We'll be having my family spring favorite for dinner: jalapeno & chive cream cheese stuffed morels with panko. Double bread and roll in panko; 4 minutes at 350 in the deep fyer; can't wait for dinner


----------



## Fish-N-Fool (Apr 12, 2004)

Just got a text from my shroomin buddy and he found 66 yellows and grays today in Warren county. Get out there and get them before these weeds take over everything!


----------



## fishintechnician (Jul 20, 2007)

I got 34 nice big yellows and greys today....first time hitting anything good this year. Will be on it hard for the next two weeks.

 

 
this was the first patch that i found

the second patch had 18 and the third had 4 but 2 were to far gone so I left them for seed


----------



## Fish-N-Fool (Apr 12, 2004)

I just stopped at a spot traveling for work and hit 26 more nice yellows in 30 minutes. New best patch of 16. A few were really drying out and the really large ones are here - a couple were solid 9 inchers. Found one completely under a sheet of bark too - I moved it after finding one a foot or so away. 

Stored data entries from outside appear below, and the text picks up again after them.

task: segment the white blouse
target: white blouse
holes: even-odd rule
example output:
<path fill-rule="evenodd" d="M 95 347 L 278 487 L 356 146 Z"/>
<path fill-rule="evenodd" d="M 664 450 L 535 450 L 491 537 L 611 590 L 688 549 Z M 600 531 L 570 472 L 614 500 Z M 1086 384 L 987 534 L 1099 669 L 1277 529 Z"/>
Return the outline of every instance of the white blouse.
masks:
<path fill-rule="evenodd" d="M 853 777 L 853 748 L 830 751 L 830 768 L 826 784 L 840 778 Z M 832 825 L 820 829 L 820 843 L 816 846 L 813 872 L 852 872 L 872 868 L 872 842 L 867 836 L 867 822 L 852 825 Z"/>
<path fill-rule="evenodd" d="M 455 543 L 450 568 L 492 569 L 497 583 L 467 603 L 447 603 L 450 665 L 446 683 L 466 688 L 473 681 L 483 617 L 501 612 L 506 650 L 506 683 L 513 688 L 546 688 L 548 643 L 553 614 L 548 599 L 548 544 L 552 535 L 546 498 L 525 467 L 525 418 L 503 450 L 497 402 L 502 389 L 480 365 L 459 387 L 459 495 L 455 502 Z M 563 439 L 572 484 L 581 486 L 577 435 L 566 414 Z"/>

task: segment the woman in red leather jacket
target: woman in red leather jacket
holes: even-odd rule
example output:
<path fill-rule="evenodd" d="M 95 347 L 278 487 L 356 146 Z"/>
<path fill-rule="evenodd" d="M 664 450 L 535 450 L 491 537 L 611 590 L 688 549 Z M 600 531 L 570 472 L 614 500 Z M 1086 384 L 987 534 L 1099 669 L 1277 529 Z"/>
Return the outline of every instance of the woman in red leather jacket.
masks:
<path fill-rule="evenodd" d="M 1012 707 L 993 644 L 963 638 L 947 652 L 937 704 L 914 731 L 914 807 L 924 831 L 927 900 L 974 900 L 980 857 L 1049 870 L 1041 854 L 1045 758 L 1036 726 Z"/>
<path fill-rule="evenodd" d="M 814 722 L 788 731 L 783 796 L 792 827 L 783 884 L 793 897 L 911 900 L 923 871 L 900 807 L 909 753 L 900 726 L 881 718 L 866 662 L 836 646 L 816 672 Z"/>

Although I'm not finding them in as many numbers as the last few seasons I am finding them in all the usual spots. I typically hit a few patches of > 20 and usually find one or two spots with 30-50. This year I'm finding a couple to 8 in most of my spots. This weekend should produce and I plan to hit it hard because the weeds will end the hunting in half my spots next week. Hip high in places!


----------



## Fish-N-Fool (Apr 12, 2004)

Fresh Yellows from the patch of 16 today:


----------



## Networthy (Dec 22, 2008)

Nice job FishingFool thanks for the updates, I just got home today from a work trip to North Carolina, so tomorrow is the day for me.


----------



## Fish-N-Fool (Apr 12, 2004)

They are out there in decent numbers now and from what I can tell this will be it the next week or so in my areas.

I walked 22 miles this weekend, lost 3 pounds of body weight & found another 192 sponges. Probably a third of those were old...some too far gone to eat.

Buddy found 113 this weekend in Champaign county. Same story as me - several older ones and the weeds getting too high already.

I'm just about done; will spend one more full day and stop off at a couple quick check spots. My wife is sick of it by now and tired of eating them so my journey comes to an end until 2013.

I'm sitting at just over 400 on the year total; not bad and a little better than I expected just a week ago. I typically find 800-1400 on a good year; found over 1200 last year for instance. I run and gun the same spots year after year and from my numbers there were about 1/3-1/2 of the amount morels fruited. Although not perfect, most of the serious morel hunters I know all did somewhere around 50% of typical; except one guy we know and he scores huge every year

Season is ending about 2 weeks early for me which coincides with early weed growth. The morels may still be there for a couple weeks, but I won't be able to find them in thick hip high weeds.

Good luck to everybody...my feet and legs are sore and I managed to lose 6lbs this season so morel hunting is good for your health


----------



## sonar (Mar 20, 2005)

WELL,HERE IT IS!! If you are Northern quadrant,of the State,,or where I'm at,South/East Summit,,W O W ! ! ! I/We found the bestever haul ,,area !! Went to a new area that neither one of us have been to before,,,It was great to try a place that has nothin but game trails in it,& lots of yellows,, I have driven by this spot for years,,,and even said,, "I need to look there"!!to myself,,,& then the other day I said that to my Mush'in Buddy/Neighbor, & He says,,,"I have said that very same thing", To myself,, TOO!! So,, we went, when I got home from work yesterday, AWESOME RESULTS,, This rain&thunder/lightning,,will be much help!! If you have been looking & not finding?? I bet if you go look now they will be there!!! GOOD LUCK!! ----->>>>>sonar<<<<<-----


----------



## sonar (Mar 20, 2005)

Got many more Weds. BIGGUNS, they are on in S,East Summit!!! ----->>>>>sonar<<<<<-----


----------